Pour la cour, l'audience a offert l'occasion de consigner en détail les positions des deux parties avant de rendre son jugement. La formation de 14 membres — l'une des plus grandes que la cour convoque habituellement pour des questions constitutionnelles sensibles — a entendu des plaidoiries sur la portée de la loi, la nécessité de l'outil intrusif, les garanties techniques en place et la solidité du contrôle indépendant. Les juges sont attendus pour peser l'ensemble de ces facteurs dans une décision écrite.

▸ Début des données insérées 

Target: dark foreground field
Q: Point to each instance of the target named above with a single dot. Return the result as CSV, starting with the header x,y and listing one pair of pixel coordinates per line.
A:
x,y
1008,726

L'issue sera suivie de près dans toute l'Europe, où plusieurs gouvernements ont cherché à élargir les capacités d'interception légales en réponse au chiffrement de bout en bout, tandis que les juridictions d'autres pays ont freiné ces tentatives. Une décision à Vienne, qu'elle valide ou annule le régime de surveillance des messageries, viendra enrichir un corpus croissant de jurisprudence comparée sur les limites des pouvoirs de piratage étatique dans les sociétés démocratiques.
Et maintenant ?
Jusqu'à ce que la cour rende sa décision, les dispositions relatives à la surveillance des messageries restent formellement en vigueur, bien que leur utilisation pratique ait été limitée dans l'attente de la procédure constitutionnelle. Les procureurs et services de renseignement autrichiens sont restreints dans la manière dont ils peuvent déployer le nouvel outil tant que l'affaire est pendante, et toute preuve déjà recueillie sous le régime des dispositions contestées pourrait devenir susceptible d'être remise en cause selon l'issue du recours.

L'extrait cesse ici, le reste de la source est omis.